Дождик, проморосивший весь день, пригасил все огни на кострищах — нигде и дымка не курилось. Сбоку чвякнуло что-то, как чвякает под ногой болотина. Игнашка повернул голову. Шагах в семи от него сидел серый кобель — тот, что давеча жрал Евдоху. Он опять мокро и сыто чвякнул пастью, выкусив с брюха репейник или блоху, и повернул лобастую волчью башку на Игнашку. Хвост его медленно, приязненно поволокся из стороны в сторону по лысой, вытоптанной у колодца земле.
— У, пасть… — Игнашка хотел плюнуть в собаку, только слюны во рту не нашел. И тут же вспомнил, что еще утром он больше всего хотел пить. Он тяжело, опять по-стариковски кряхтя, поднялся — от долгого лежания на холодном и жестком мышцы ныли, а кости в теле казались чужими.
Удивленно справив малую нужду — откуда еще в нем вода-то? — Игнашка собрал свою худобу, оставшееся имущество: тятькины ноговицы да вилы. Подумав, присовокупил к ним колодезную бадейку и, не оглядываясь, заковылял от деревни натоптанной людьми и скотиной тропой к реке.
Кобель не спеша, бережно неся раздутое бочкой брюхо, на котором обручами выступали жесткие ребра, порысил за Игнахой.
Припав к реке как животное, пил Игнаха долго и жадно. А когда напился до того, что впалое пузо стало тугим и круглым, его охватила дрожь, какая нападает на человека в губительной лихоманке. Игнашка перепугался, что эта самая лихоманка как раз на него и напала и дрожь эта теперь не пройдет, пока не забьет его до смерти. Так вот и дед у Игнахи, когда по весне захворал лихоманкой, дрожал, прямо бился костями об лавку, на которой лежал, покуда отец не вынес его из избы вместе с лавкой на зады огорода, как велела Евдоха. Она и избу приходила потом окуривать кислой травой. А дед и на задах все дрожал, пока не помер. Игнаха нарочно бегал смотреть, как дед помирает, хотя ему и наказывали туда не ходить.
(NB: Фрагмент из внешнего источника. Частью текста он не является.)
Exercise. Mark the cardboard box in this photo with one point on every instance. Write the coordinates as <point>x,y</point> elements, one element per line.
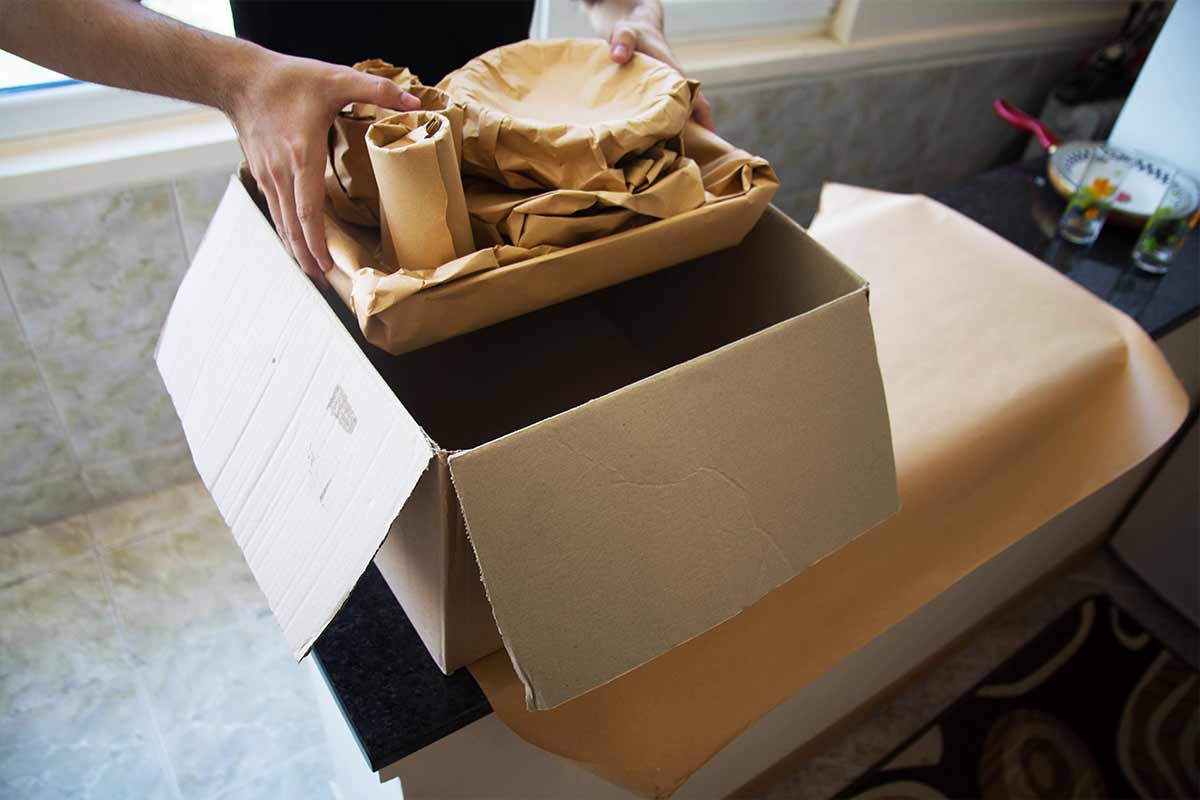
<point>627,469</point>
Все одно любопытно…
Сидя на берегу, кутаясь в волчий мех и вспоминая о разном, Игнашка незаметно согрелся. Дрожь отпустила. И захотелось есть. Так захотелось, что вместо того, чтобы по гусиному броду перейти Десну и направиться к Чернигову-городу, Как задумал, Игнашка набрал полбадейки воды и вновь поверил к погорелью.
Серый кобель, как оказалось, бывший все время рядом, вынырнул из прибрежных кустов и, помахивая хвостом, будто зовя за собой, побежал впереди.
Он явно одобрял намерение человека вернуться — от еды не уходят…
Страшно жить одному в выморочной деревне. Особенно если ты еще не мужик и прожил-то на свете всего десять лет. Однако страх страхом, но до самой осени, покуда вовсе не пожелтело и не упало под дождями неубранное жнивье, Игнашка не трогался с места. Избив жителей, сведя скот и пожегши дома, татары, на счастье Игнахи, видно, куда-то спеша, разорили не все погребницы. Евдохин мшаник вовсе остался нетронутым, и в нем он нашел просоленную козью полть[31], которой в основном и кормился. Кроме того, в достатке обнаружилось и сбитого в круги желтого коровьего масла, солений и хлебного кваса в кадках. Да на огородах само по себе поспевало обилье лука, репы, гороха, редьки, и даже лакомой монашеской пищи — капусты — было в избытке. Хмельной браги и той хватало Игнахе вдосталь. Распробовал он ее не сразу, однако потом пристрастился. Сначала в голове от нее становилось светло и звонко, хотелось веселья, и тогда, распугивая воронье, слетевшееся на пепелище со всей округи, он орал громкие песни или просто слова, пришедшие вдруг на ум; потом в голове от браги делалось тяжело, томно и скучно, петь уже не хотелось, но зато засыпалось легко и надолго, хоть среди ясного дня.